Many caretakers and family members of people living with Alzheimer’s disease and other forms of dementia can struggle to understand the experience of living with the conditions.
People living with dementia can often say or do things that make little sense to outsiders – creating a rift between the person with dementia and the people around them.
That’s why video game developers are teaming up with the organization Alzheimer’s Australia to create immersive virtual experiences for both Alzheimer’s patients and their caretakers.
Their goal is to provide a calming, therapeutic experience for people with dementia, while at the same time creating an educational tool for those looking to better understand the perspective of people with the condition.
Games For Dementia Patients
Partnered with multimedia company Opaque Media, Alzheimer’s Australia’s first game prototype is a virtual forest environment which can be controlled with simple gestures.

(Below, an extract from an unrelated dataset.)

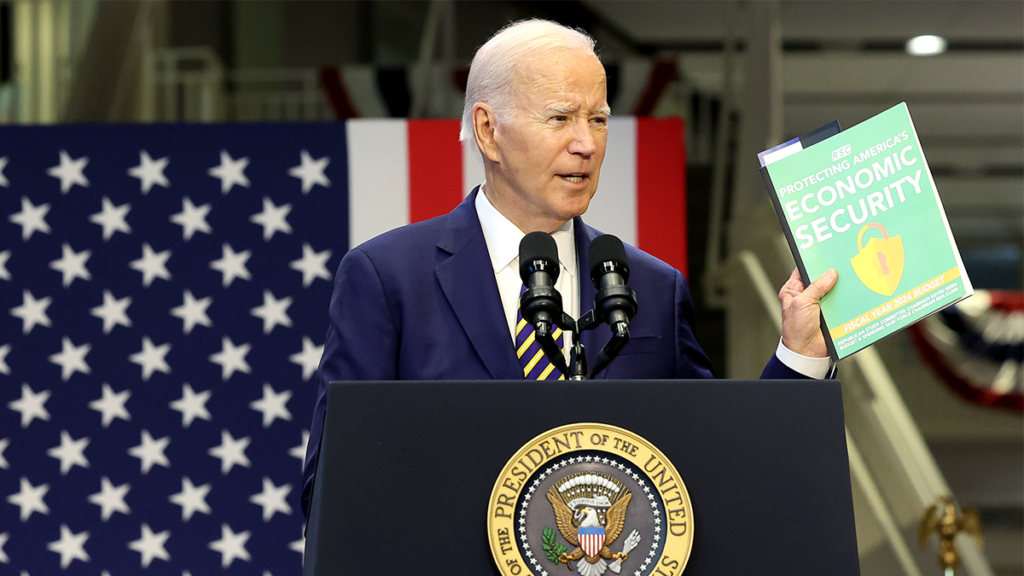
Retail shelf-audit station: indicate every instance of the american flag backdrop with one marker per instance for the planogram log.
(164, 293)
(163, 306)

Related: 9 Key Lifestyle Changes for Preventing Alzheimer’s and Dementia
Designed for gaming platforms such as XBox One, the video game uses sensors to provide a gaming experience without the need of significant hand-eye coordination:
“Just a sway of the arms will make the sun rise or the wind blow through the tress, or even a season change from sunshine to snow; a clap of the hands will cause the leaves to fall or the birds to fly up.” writes Alzheimer’s Australia on their blog(1).

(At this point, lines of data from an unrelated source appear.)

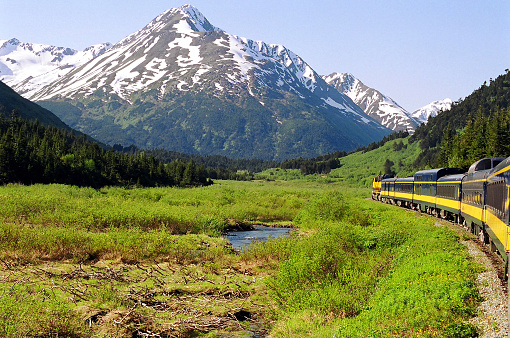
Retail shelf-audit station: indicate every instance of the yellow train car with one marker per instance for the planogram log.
(404, 191)
(448, 197)
(474, 192)
(497, 208)
(388, 190)
(425, 187)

“The aim through the use of this sensory therapy process is to enable people living with dementia to experience a sense of awe, wonder and fun in their everyday lives.”
Games For Caretakers
In combination with the forest game for dementia patients, Alzheimer’s Australia and Opaque Media are also fundraising for the completion and distribution of a game designed for caretakers, friends and family members of people with dementia – anyone with an interest in gaining a better understanding of what it’s like to live with the condition.
The Virtual Dementia Experience contains features such as special filters to simulate visual impairment, and textures designed to simulate the way things like shiny white tiles and busy carpet patterns can appear to those with dementia.
“For some participants, we’ve given then a small window into what their relatives might be experiencing. Even trained caretakers in dedicated facilities can still underestimate the impact aspects of the environment have on people with dementia and ageing-related medical conditions, so this simulation is useful for professionals, including caretakers and facility architects, as well as the general public,” says Opaque Media team leader Norman Wang(2).
Raising Awareness Through Video Games
These aren’t the first games to tackle the subject of raising awareness around medical conditions. In recent years, games like independent developer Zoe Quinn’s Depression Quest – a game designed to provide players with insight into what it’s like living with depression and other mental illnesses(3) – have taken casual gameplay by storm.
Still other game developers have taken steps to make video gaming a more accessible experience for people with disabilities. According to a recent study conducted by games studio PopCap, roughly one in five players of casual video games have a disability, be it physical, mental, or developmental(4).
As of 2015, the U.S. Federal Communications Commissions requires that console games include communications options that are accessible to gamers with sensory disabilities(5).